I haven’t written anything here in a while. The reason for it is I’ve been writing things in other places. Now that I’m officially on staff for www.indiegames.com, I’m writing articles for them 4-6 times a week. This involves finding and trying good games on top of the writing itself. It’s also November, which back home in the USA is National Novel Writing Month, a.k.a. NaNoWriMo.
Every year, a lot of people celebrate NaNoWriMo. The goal is to pump out 50,000 words of a story over the course of the month. It’s doable if you keep up with it. When I tried last year, though, I got a few thousand words in and then stopped. This year, I picked up the same story and am trying to actually finish it. It may be a little cheaty to use the same idea and what I started with last year, but this is a story idea that’s been floating around my head for years waiting to be written.
Besides, when the goal is 50,000 words, what’s a 2,500 word head start?
Progress
I’ve done a much better job of sticking with it this year, though I’m still way behind. At about 2/3 of the way through the month, I’ve achieved only 1/5 of the target word count. As you can see above, my daily average word count needs to be high in order to get it done this month. Even if I don’t make it by the end of November, though, it feels good to get this all out, to finally develop it further.
Synopsis
Here’s the preliminary synopsis I wrote when I started on the novel again this year:
It’s been almost 20 years since the cessation of hostilities with the She’Mula, humankind’s first sentient neighbors. Michael is a human student at the colony’s only high school, focused more on making it to adulthood than on the alien race. When Te’teala, the only human raised from birth by the She’Mula, comes to the colony and starts going to the school, Michael befriends her and finds himself learning quite a bit about the She’Mula. As he watches her struggle to find her place in the universe, the path to his own place becomes clearer.
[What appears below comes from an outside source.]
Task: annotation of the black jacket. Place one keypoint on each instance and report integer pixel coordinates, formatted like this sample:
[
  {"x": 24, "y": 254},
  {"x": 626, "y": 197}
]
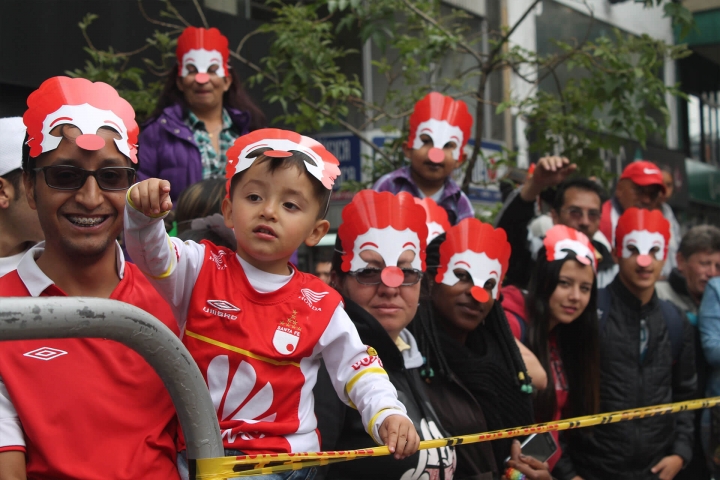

If I get this finished and start trying to market it, I will need a better synopsis. For now, though, I think it does a decent job of hitting on the main themes of the book: cultural differences, personal growth, and how exposure to the former can affect the latter. I can’t remember when the seed of this story first got planted in my head or how. I’ve mulled over it for so many years that its origins are lost in time. But my experiences living in Japan have shaped the direction it’s taken in my head and where I want it to go.
Excerpt
There’s still a lot of polishing that needs to be done on what I’ve already written. The entire intro is tell with no showing and I have some ideas about how to fix that. I need to nail down more details about the setting, the cultures, and the subcultures within so events will fall out believably. I also need to figure out how to connect key events in believable fashion.
These things will iron themselves out in time, though. For now, I have words to put to binary canvas. Have an excerpt from the current and very rough draft:
These days, most Christians were wary of She’mula spirituality. The She’mula all had strange marks called ikane on the right sides of their bodies, glowing designs that appeared first around the eye once they had learned to connect to what they called the “greater consciousness” and spread downward over time. The She’mula greater consciousness was supposedly a semi-conscious nebula of the souls of dead ancestors which permeated the universe. The benefits of this, they said, were many, since most She’mula were able to communicate directly with some ancestors and absorb the knowledge of others through meditation and all She’mula were able to send information across the galaxy using it. No humans, religious or otherwise, had put much stock in the claim at first, assuming that it was just an explanation for a natural physical phenomenon unique to the She’mula.
Then a human, Shunmei Li, had developed the ikane.
At first, there was concern that it was a disease or parasite which had jumped species. She was quarantined and tested, but medical science found nothing. Her health was fine. Her DNA was unchanged. No viruses were present in her bloodstream. Any foreign bacteria she picked up during her stay in She’mula territory seemed to check out as harmless or even beneficial. Science was stumped.
But the whole time she was in quarantine, Shunmei Lee had access to GalacticNet-enabled computers. She posted videos talking about how the greater consciousness was real and what it meant to be connected. She created a web site and forums where people who wanted to know more could ask questions and discuss her answers.
Far across the stars, back on Earth, a man who had followed her teachings but never been anywhere near a She’mula in his life also developed the ikane. When a thorough checkup showed that this Jayson Rogers didn’t even have the foreign bacteria that Shunmei Lee had, much less any other problems, scientists had been forced to conclude that the marks represented no threat to the human race and let both of them go. Jayson stayed on Earth, but joined Shunmei Lee in teaching others about the She’mula greater consciousness on GalacticNet.